Study Finds Zero Risk from Electromagnetic Fields in Homes
WebMD Health News

June 27, 2003 -- Overhead power lines don't increase breast-cancer risk, a New York study finds.

The data comes from an extremely thorough study of nearly 600 cancer patients and 600 matched volunteers. Everyone in the study was a long-time resident of either Nassau or Suffolk county on New York's Long Island.

The two counties have unusually high rates of breast cancer. Why? The National Cancer Institute and the National Institute of Environmental Health Sciences tried to find out by funding a series of studies.

The largest of the studies looked at environmental pollution. It's main finding, released last year, showed that residents of the two counties suffered a 50% increase in breast cancer risk from PAH, an ingredient in air pollution. As cancer risks go, that's considered only a "modest" increase in risk. Cigarette smoking ups lung-cancer risk by 900%.

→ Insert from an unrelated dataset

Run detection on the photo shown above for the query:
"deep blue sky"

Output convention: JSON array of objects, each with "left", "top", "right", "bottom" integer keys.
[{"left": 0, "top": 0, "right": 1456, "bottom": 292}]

Next, Stony Brook University researcher Elinor Schoenfeld, PhD, and colleagues looked at whether strong electric fields might be the breast-cancer culprit. They report their findings in the July 1 issue of the American Journal of Epidemiology.

"We found no association between electromagnetic field levels ... and breast-cancer risk," Schoenfeld and colleagues conclude. "This study thus provides no empirical evidence suggesting that residential electromagnetic field exposures contribute to the risk of breast cancer on Long Island."

It's not likely they missed anything, the researchers say. They didn't just map overhead power lines. They also took electromagnetic field readings from various spots in all the residents' houses, including 24-hour measures. They took readings from electric lines in the ground and also interviewed each resident.

Did they miss anything? The scientists point to the study's large sample size, its extensive quality control procedures, it's extensive accounting for other factors that might cause cancer. "The lack of association found is unlikely to have been the result of errors," they note.

An earlier study of electric fields and cancer in Seattle, Wash., reached similar conclusions. A third study of the issue is ongoing in California.